Air toxics, or hazardous air pollutants (HAPs), are local, near source pollutants related to heavy industry, dense urban development, and roadways. They are known or suspected of causing cancer and other serious health effects. Examples of toxic air pollutants include benzene (gasoline), perchloroethylene (some dry cleaning facilities), and methylene chloride (a solvent and paint stripper by a number of industries). Examples of other air toxics listed by EPA include dioxin, asbestos, toluene, and metals such as cadmium, mercury, chromium, and lead compounds (Credit: US EPA). Click here to find our more about HAPs from the U.S. EPA…
Acid deposition, or acid rain, results when sulfur dioxide and nitrogen oxides (both combustion by-products from energy generation, transportation, and industry) are emitted into the atmosphere and transported by wind and air currents.

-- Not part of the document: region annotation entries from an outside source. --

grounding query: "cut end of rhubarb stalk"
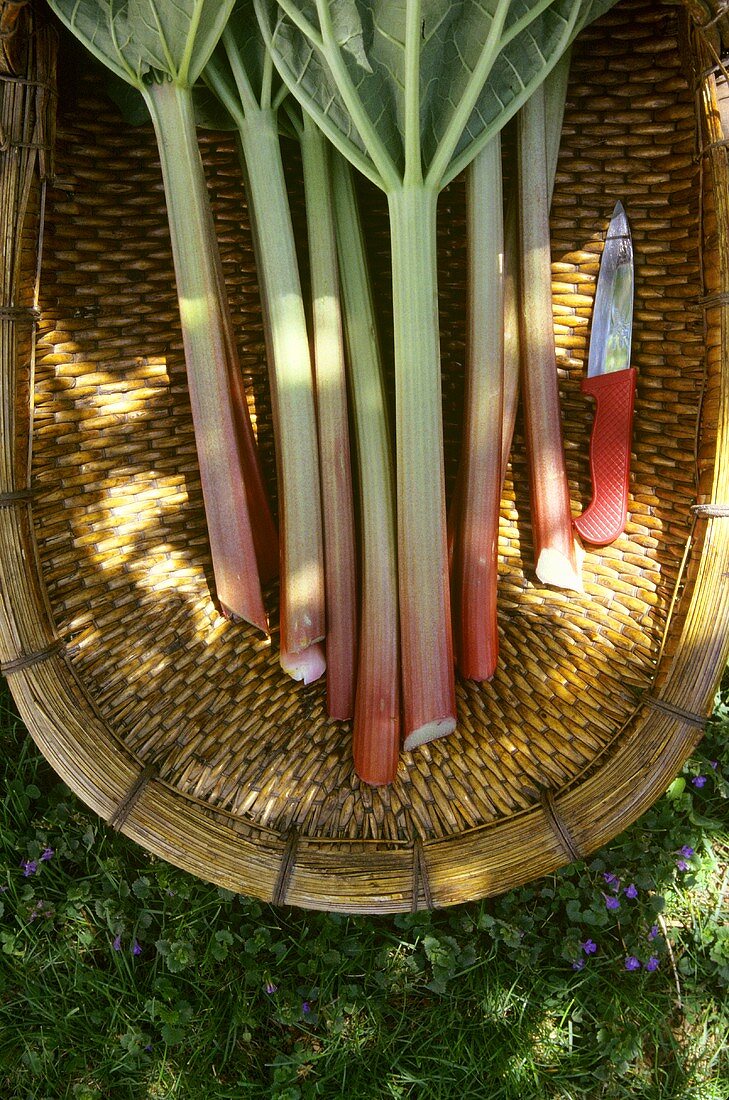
[218,601,270,638]
[279,642,327,684]
[537,542,585,592]
[402,714,455,752]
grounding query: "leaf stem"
[452,134,504,681]
[240,109,324,679]
[332,152,400,787]
[300,113,357,719]
[143,81,268,633]
[387,186,455,750]
[518,77,582,591]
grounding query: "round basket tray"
[0,0,729,912]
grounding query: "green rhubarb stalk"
[331,150,400,787]
[206,12,325,683]
[49,0,273,630]
[518,72,583,591]
[299,114,357,719]
[387,185,455,751]
[451,135,504,681]
[254,0,598,749]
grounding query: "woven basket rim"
[0,0,729,913]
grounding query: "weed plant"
[0,681,729,1100]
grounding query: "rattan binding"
[0,0,729,913]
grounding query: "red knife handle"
[574,366,637,547]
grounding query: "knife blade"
[574,202,637,546]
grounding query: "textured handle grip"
[574,367,636,547]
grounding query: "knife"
[574,202,637,546]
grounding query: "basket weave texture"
[0,0,729,912]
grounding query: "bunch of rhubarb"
[48,0,612,785]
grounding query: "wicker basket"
[0,0,729,912]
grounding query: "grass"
[0,668,729,1100]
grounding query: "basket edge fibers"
[0,4,729,913]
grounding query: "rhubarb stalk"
[451,135,504,680]
[299,114,357,719]
[332,157,400,787]
[518,77,583,592]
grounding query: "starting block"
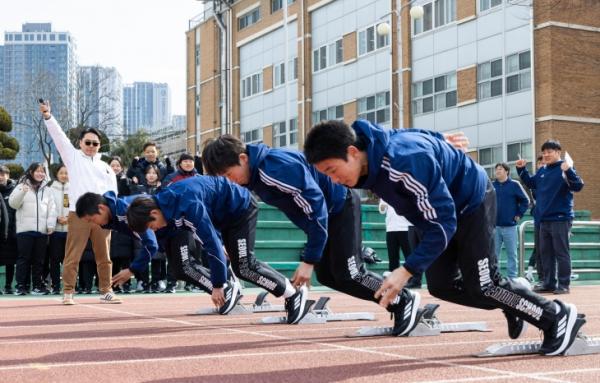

These pollutants react with water, oxygen and other chemicals to form sulfuric and nitric acids, which then mix with water and other materials before falling to the ground. The acidic water that reaches the ground can harm plants and wildlife, such as insects and fish (Credit: US EPA).Click here to find out more about acid deposition from the U.S. EPA…
Mercury, lead, and other heavy metals deposit from the atmosphere to waterbodies, soils, and plants, accumulating in the environment and leading to fish and water consumption advisories. While mercury is naturally occurring in rocks and soils, it becomes a problem when it is released into the atmosphere. Human activities are responsible for much of the mercury that is released into the environment. The burning of coal, oil and wood as fuel can cause mercury to become airborne, as can burning wastes that contain mercury (Credit: US EPA). Click here to find out more about mercury from the U.S. EPA…
Haze impairs visibility throughout the region and is of particular concern in our cities and scenic areas. Haze is caused when sunlight encounters tiny pollution particles in the air, which reduce the clarity and color of what we see, especially during humid conditions. Natural sources of haze can include windblown dust, seasalt, and soot from wildfires. Manmade sources can include motor vehicles, electric utility and industrial fuel burning, and manufacturing operations. Particulate matter pollution from energy and industrial sources has historically been the major cause of haze in our region. Click here to learn more about haze in our region…
Wildfire smoke from areas as distant as California and Western Canada impacts our region in the summer and fall. Climate change, poor forest resources management, and growing encroachment of humans on forest ecosystems are attributed to more frequent and intense wildfires. Smoke from fires contains high concentrations of particulate matter, air toxics, and ozone precursors. Wildfire smoke also contributes to visibility impairment.


Sources of Air Pollution

The air quality issues in our region result from emissions sources in and near our region and the complex meteorology surrounding the Great Lakes. Major man-made (anthropogenic) emissions sources of air pollution in the region include:

  • Electricity generation, metals production, and other heavy industry are major sources of CO, CO2, NOx, SO2, methane, and air toxics
  • Interstates and urban roadways are major sources of VOC, NOx, CO, CO2, and particles
  • Intermodal transportation (road-rail-marine) terminalsĀ are major sources of NOx, CO, CO2, and particles
  • Dense urban areas contain many smaller to medium sources of VOC, NOx, CO, methane, and air toxics
  • Agricultural areas are major sources of NH3, methane, and particles

Natural sources of air pollution in the region include wildfires (NOx, CO, CO2, and particles), vegetation (VOC), and soils (NO).